O'BRIEN: Here's Margaret -- here's Margaret. Let me act out Margaret for you.

LIZZA: He argued at some point he decided to argue that rather than I ran a great company that was a huge success which is true. He said I created jobs and he put a number on it and that's been dogging him ever since. But that was not Bain's job.

HOOVER: Actually it's not --

CAIN: That's nonsense.

HOOVER: Here's what happened. Here's what happened thought. When the argument first started, this wasn't nitpicking about how many jobs Bain had saved. This actually was an argument against capitalism. This is like vampire capitalism and anti-private equity and that has changed. Now you have Democratic surrogate who are saying private equity is a positive influence on the economy and now they're going back --

O'BRIEN: But -- I just think that the but in there is vampire capitalism was about jobs, right? The vampire part.

HOOVER: Now, it was actually a hit on private equity. And that's why you've had all these Democratic surrogates making --


HOOVER: Using private equity is actually not negative on the economy.

O'BRIEN: By saying vampire capitalism is when you go in and you basically suck everything out of a company and you kill jobs, right? The vampire thing was about jobs. And I'm going to agree with Ryan on this. We were disagreeing about this, Will.

CAIN: Well, we have disagreed. I disagree with you. This Bain issue has not dogged Romney. It will not dog Romney.

O'BRIEN: Whether or not is in question.

CAIN: It will dog Obama and if he ties himself to it, it will sink Obama. I'll tell you this, this issue about Bain --

O'BRIEN: Why not answer the question then?

CAIN: What question?

O'BRIEN: Every time --


HOOVER: Everybody else is talking about it including us. All of his surrogates and Democratic surrogates.
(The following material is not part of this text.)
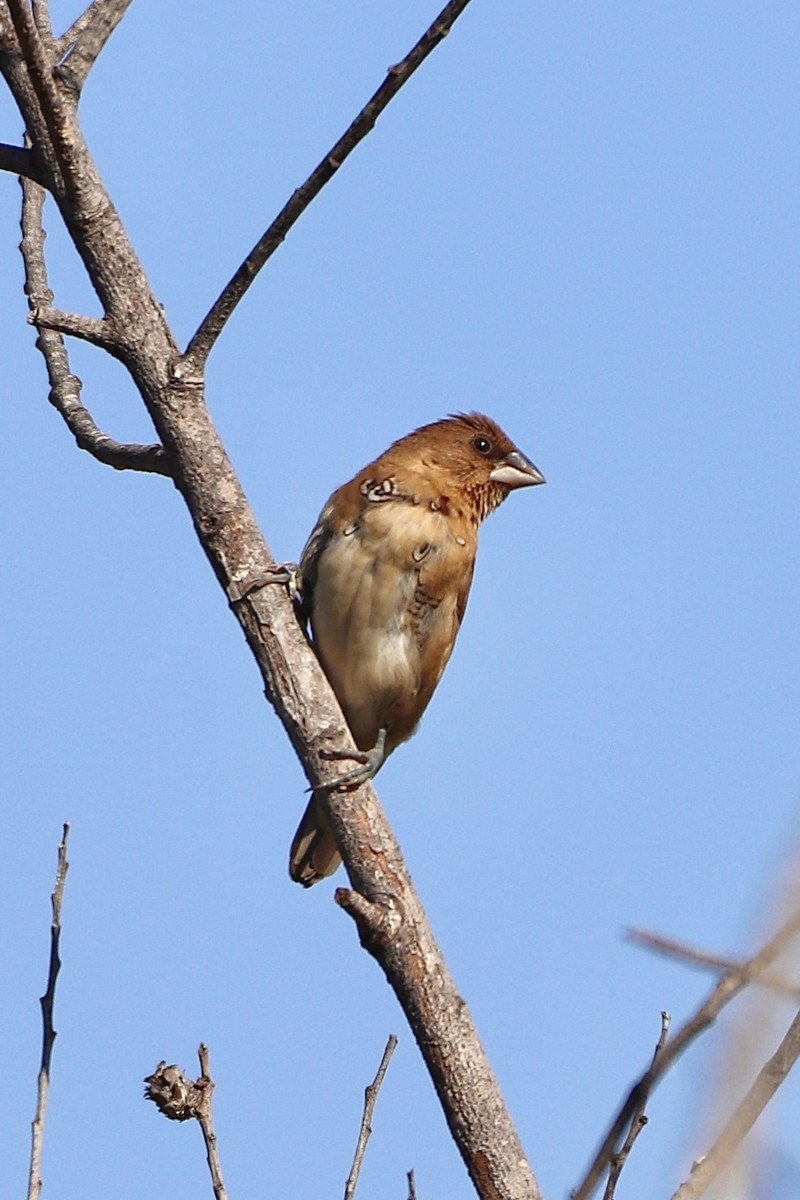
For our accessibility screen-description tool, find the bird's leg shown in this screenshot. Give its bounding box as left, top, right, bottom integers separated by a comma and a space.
321, 730, 386, 792
228, 563, 302, 608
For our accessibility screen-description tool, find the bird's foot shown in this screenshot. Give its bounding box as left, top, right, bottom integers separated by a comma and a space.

What does he have to say about it?

CAIN: You asking that question is like asking someone "Hey you see your opponent over there opening up that time bomb? Why don't you walk over there and punch him while he doesn't." I don't need to. The time bomb is going to explode.

Bain is the time bomb. Obama is playing with this bad issue. People like capitalism, people like profits, people understand that profits leads to jobs. Jobs don't have to be your focus -- Bain is a winner.
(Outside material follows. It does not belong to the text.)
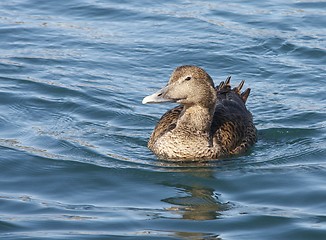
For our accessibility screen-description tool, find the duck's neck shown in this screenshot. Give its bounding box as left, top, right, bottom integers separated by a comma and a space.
178, 105, 214, 133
O'BRIEN: I'm just saying some people and others will say they understand that when a company goes in and buys a company and at some point has to lay people off and jobs are lost, that is a story that could resonate in an election year.

CAIN: If that is what Bain does -- I have one simple question for you.

If that is what Bain's modus operandi was to destroy companies in the pursuit of profit, to lay people off --

O'BRIEN: Of course it's not. And I didn't say that. And I didn't say that. And don't frame it as if I said that because I did not.

CAIN: Does that happen in private equity? On occasion. Is that something that Mitt Romney specialized in? You must answer -- you, proverbial, proverbial, you --

O'BRIEN: Did he say that either?

CAIN: -- must answer why Bain has been in business since 1987.

O'BRIEN: All points, by the way, well put. I didn't say any of those things.

LIZZA: You are making a somewhat complicated argument about what Bain does. That's not what Romney was saying. Romney was saying "My success at Bain was creating jobs." That's not the metric that Bain used.

CAIN: But it doesn't matter if it's the metric. It's a positive by-product. Does Bain and private equity create jobs? Big stamp yes.

HOOVER: You guys are so in the weeds because when Americans go to vote in November they're going to look at who is the guy who can turn the economy around. Who is the guy who has a sense of what government needs to do in order for the private sector to turn around and people are thinking jobs and the economy. We are so in the weeds on this Bain stuff. I think it's going to be irrelevant.

O'BRIEN: I think that when people go and actually ask that question they're going to go two tracks. They're going to say a guy who ran a private equity company or they're going to say is that private equity company connected to jobs? That's a $64,000 question for how people are going to vote.

And by the way, we have so much time that there's a lot of other stuff that can happen in between.

Done and done. My god I'm worn out today.


O'BRIEN: Carol Costello and "CNN NEWSROOM" begins right now. I'll see everybody back here tomorrow morning. Hey Carol.